With Nadir safely aboard, I started a 50 min dive with Jonathan. Quite a nice one, we went halfway around the island from deep to shallows, traversing several diverse boulder and coral garden topographies. We looked for rays but found none, though I did find a pipe fish, a docile curio I handed to J. We saw a few morays, and at some point a ramora got on our slip stream and shadowed us closely for a good quarter hour. J's air was holding out nicely at last, and we ended in an area of large bommies with lots of entertaining fish, nice long dive.
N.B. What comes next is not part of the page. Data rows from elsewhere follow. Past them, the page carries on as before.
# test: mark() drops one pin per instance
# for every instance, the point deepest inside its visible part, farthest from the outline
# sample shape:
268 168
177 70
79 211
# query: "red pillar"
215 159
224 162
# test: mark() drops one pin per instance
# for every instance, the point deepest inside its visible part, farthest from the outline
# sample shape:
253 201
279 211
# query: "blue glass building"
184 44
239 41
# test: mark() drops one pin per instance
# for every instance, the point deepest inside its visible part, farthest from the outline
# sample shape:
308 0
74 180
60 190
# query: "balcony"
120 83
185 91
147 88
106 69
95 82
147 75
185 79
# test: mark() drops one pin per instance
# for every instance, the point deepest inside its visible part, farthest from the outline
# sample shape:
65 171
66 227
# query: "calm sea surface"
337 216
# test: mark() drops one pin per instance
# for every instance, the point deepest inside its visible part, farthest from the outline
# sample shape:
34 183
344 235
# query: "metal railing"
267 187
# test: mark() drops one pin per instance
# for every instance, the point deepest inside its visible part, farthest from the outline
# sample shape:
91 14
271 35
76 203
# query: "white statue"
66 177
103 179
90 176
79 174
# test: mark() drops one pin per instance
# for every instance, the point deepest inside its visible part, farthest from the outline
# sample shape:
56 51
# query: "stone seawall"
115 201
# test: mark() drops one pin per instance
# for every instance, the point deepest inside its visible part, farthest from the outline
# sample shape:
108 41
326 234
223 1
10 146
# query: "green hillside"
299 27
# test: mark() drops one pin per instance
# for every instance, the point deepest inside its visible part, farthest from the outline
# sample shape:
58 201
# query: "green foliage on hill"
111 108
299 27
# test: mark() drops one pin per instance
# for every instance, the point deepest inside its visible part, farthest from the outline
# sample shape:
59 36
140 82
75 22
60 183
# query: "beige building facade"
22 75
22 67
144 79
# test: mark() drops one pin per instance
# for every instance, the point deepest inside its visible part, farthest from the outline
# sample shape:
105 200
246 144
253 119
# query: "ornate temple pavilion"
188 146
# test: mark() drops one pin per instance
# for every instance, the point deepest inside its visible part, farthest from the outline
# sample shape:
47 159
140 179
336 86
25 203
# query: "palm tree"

At the surface we had to wait a few minutes for the boat to appear. As it approached it startled a torpedo-shaped fish into skimming the top of the water. This fish headed straight for us, on the third or fourth hop zooming right by us looking to be going 120 km or more, in the fast lane. He popped onto the surface of the water and momentum and muscle launched him for seconds at a time, like a skipping stone. He was not a flying fish, had a silver straight and narrow body, looking for a lifestyle change perhaps, definitely was going to end up in a different section of ocean, good thing he didn't hit us.
Surface interval: 66 min
Pressure group at start of
repetitive dive: on computer, n/a
My 446th Logged Dive since 1991
Dive site: Pinnacles
Training conducted:
Jonathan Langley's 4rd Open Water training dive for
Certification
Data from dive computer:
Time down on dive computer: 13:07
Max depth: 12.4 meters
Time
started up from chart: 35 min
Dive time from computer: 34 min
Min Temp:
29° C
Nitrox 21% (normal air), no deco
Pressure group out, from tables or wheel: n/a
Description of dive:
Final dive of the weekend was at the Pinnacles, always a good dive. We did the last of Jonathan's surface exercises beforehand to increase our surface interval. Heading down we encountered a school of juvenile barracuda just below the surface. We found a ray on the east side in the deepest sand, and numerous morays. Usually I push up the central valley and over the top but this time I bore south and went around the rocks, ending in a maze of fish-rich alleys. With my compass I kept my bearings, and eventually turned to the north to lead us right to the mooring chain. Jonathan and I practiced emergency swimming ascents there. After a couple of those, 30 min into the dive, J was ready to call it a day so we boarded the boat and headed home.